Friday, 9 May 2014

Blurred Lines: Is Misogyny Real?

Finally, a documentary that directly discusses issues of sexism and misogyny being aired on mainstream television.   Blurred Lines: The New Battle of the Sexes was on BBC 2 last night (Thursday 8th April at 21:30; I watched it at half 5 this morning (my body is getting me ready for those sleepless nights with baby!), thanks to a friend who alerted me to its existence.  The good thing about this documentary, compared to others I have written about lately, is that it seemed to follow a much more logical line to the actual relevant issues than anything else I have seen thus far (a part from a series on BBC1 a few years ago that I never remember the name of so cannot find – at least part of it was about how women function in the home and that they still do all the childcare and housework as well as having stressful full time jobs, something like ‘Can Women Really Have it All?’; if anyone knows of it, let me know!). 

Obviously, in the one hour slot provided by BBC 2, the presenter Kirsty Wark did not cover everything relevant to the topic, but she got in a lot of the relevant  issues and recent events that highlight these issues.  This means that even though they have been well publicised events such as Steubenville and the controversy surrounding the song the name of the documentary is named after, most people would only be aware of these things as separate isolated elements, rather than all part of the same insidious societal problem

And that’s the main thing I wanted to say about this documentary.  I have known, followed on twitter, and been aware of the work of some of the activists interviewed in the programme for over a year now and when I went to see how they felt about the programme on twitter, I was not surprised.  The girls interviewed in the programme were pleased with their involvement, as they should be, they are doing amazing work and this publicity is much needed.  However, there did also seem to be a sense of dissatisfaction with the programme from other people in the community, as I suspected there would be. 
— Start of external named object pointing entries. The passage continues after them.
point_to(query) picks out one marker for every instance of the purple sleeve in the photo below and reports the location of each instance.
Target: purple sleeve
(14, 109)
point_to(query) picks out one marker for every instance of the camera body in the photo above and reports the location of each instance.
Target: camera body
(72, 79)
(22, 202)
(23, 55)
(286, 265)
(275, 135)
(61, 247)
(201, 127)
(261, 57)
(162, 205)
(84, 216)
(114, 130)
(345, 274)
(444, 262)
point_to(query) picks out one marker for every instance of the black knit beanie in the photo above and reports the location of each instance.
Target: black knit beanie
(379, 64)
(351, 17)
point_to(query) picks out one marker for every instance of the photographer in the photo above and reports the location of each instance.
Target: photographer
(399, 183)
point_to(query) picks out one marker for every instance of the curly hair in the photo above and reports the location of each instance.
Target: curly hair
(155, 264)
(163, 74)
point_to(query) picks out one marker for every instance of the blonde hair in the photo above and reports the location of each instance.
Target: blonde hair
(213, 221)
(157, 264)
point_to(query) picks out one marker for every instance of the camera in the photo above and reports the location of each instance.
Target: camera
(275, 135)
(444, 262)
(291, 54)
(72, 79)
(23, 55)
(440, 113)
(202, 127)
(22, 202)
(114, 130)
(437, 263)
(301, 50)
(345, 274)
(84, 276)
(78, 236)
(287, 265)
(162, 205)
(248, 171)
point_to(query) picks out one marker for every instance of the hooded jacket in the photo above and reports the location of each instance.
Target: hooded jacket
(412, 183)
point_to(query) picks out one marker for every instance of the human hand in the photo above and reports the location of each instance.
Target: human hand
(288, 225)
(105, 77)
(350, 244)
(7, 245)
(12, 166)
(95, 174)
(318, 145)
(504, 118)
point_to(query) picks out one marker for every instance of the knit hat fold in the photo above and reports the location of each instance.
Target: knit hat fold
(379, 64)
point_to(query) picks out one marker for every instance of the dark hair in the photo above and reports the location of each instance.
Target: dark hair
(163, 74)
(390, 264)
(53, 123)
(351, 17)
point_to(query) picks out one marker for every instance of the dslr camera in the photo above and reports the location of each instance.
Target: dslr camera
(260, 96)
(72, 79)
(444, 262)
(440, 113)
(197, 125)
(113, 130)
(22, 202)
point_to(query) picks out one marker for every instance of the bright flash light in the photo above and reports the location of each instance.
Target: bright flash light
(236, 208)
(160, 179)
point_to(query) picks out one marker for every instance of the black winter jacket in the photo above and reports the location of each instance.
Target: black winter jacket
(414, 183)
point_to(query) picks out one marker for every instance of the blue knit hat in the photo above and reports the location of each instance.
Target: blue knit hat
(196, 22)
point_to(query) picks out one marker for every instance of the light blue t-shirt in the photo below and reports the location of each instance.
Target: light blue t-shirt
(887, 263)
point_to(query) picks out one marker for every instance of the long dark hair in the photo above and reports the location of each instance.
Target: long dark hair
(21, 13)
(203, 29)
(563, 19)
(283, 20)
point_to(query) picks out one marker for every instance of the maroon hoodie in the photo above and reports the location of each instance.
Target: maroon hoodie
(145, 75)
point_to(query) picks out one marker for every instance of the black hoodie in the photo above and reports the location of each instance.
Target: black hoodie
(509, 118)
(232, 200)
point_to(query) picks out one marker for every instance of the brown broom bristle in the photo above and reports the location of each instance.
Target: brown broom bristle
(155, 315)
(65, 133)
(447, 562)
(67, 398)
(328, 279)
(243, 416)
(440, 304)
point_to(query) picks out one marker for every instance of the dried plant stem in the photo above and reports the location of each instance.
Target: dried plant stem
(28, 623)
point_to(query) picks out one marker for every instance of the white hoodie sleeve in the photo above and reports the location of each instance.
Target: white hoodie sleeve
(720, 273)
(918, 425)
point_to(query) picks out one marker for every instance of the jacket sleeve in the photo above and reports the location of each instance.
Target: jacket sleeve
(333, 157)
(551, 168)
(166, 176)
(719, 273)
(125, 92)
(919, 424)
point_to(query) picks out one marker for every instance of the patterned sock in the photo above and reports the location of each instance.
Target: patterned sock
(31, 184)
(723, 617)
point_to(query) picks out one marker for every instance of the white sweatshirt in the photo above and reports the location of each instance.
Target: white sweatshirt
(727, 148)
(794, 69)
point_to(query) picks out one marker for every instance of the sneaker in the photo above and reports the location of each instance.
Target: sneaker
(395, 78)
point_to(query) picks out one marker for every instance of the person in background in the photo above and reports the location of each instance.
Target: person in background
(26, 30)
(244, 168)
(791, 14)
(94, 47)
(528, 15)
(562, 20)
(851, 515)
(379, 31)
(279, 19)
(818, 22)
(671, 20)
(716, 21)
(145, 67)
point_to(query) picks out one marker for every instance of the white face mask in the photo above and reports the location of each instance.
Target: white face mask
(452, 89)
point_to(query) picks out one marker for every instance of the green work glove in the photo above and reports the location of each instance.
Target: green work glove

I believe their issues come from the fact that what the programme was pointing out to its viewers was obvious; as Kirsty Wark said in the programme there is a wealth of feminist activism to be found on the internet.  But they are only obvious to us.  By us I mean those that are aware of, have researched and been involved in the feminist movement already in recent times.  To us who live and breath these issues, they were pointing out nothing new.  To most other people in the general public this was a very good introduction to those issues.  Compared to Jameela Jamil’s offering about the dangers of porn for young people on BBC 3 a couple of weeks ago, this was new information for a lot of the public.

We, as active feminists, need to accept, as I wrote in my last blog, that many people are ignorant to these issues, or at least don’t see them as a major problem in their own lives; until it is pointed out to them in a certain way.  I’m sure that seems very patronising; it isn’t meant to be.  There are many awful issues with the world that don’t catch my interest and therefore I am completely ignorant about them; race relations, drug trafficking, the environment being destroyed.  The difference with sexism and misogyny is that it definitely affects us all.  Women are half the population of the world so these problems are relevant everywhere and for everyone.   As *** says at the end of the documentary “If we think about sexism and misogyny as air pollution; we're all breathing it in...regardless of much we're contributing to that air pollution, we all have a responsibility to fix it”.  Even if it is not something that naturally catches your interest, as it does for me, and even if it's not something that you would spend lots of time campaigning, reading and writing about, you are still involved in it, every day.  We need to change the way that we behave, speak, and bring up our children in order to improve life for everyone, not just women.

Did you watch this programme?  Are you intending to?  What did you think of it?  Did you learn anything you didn’t already know?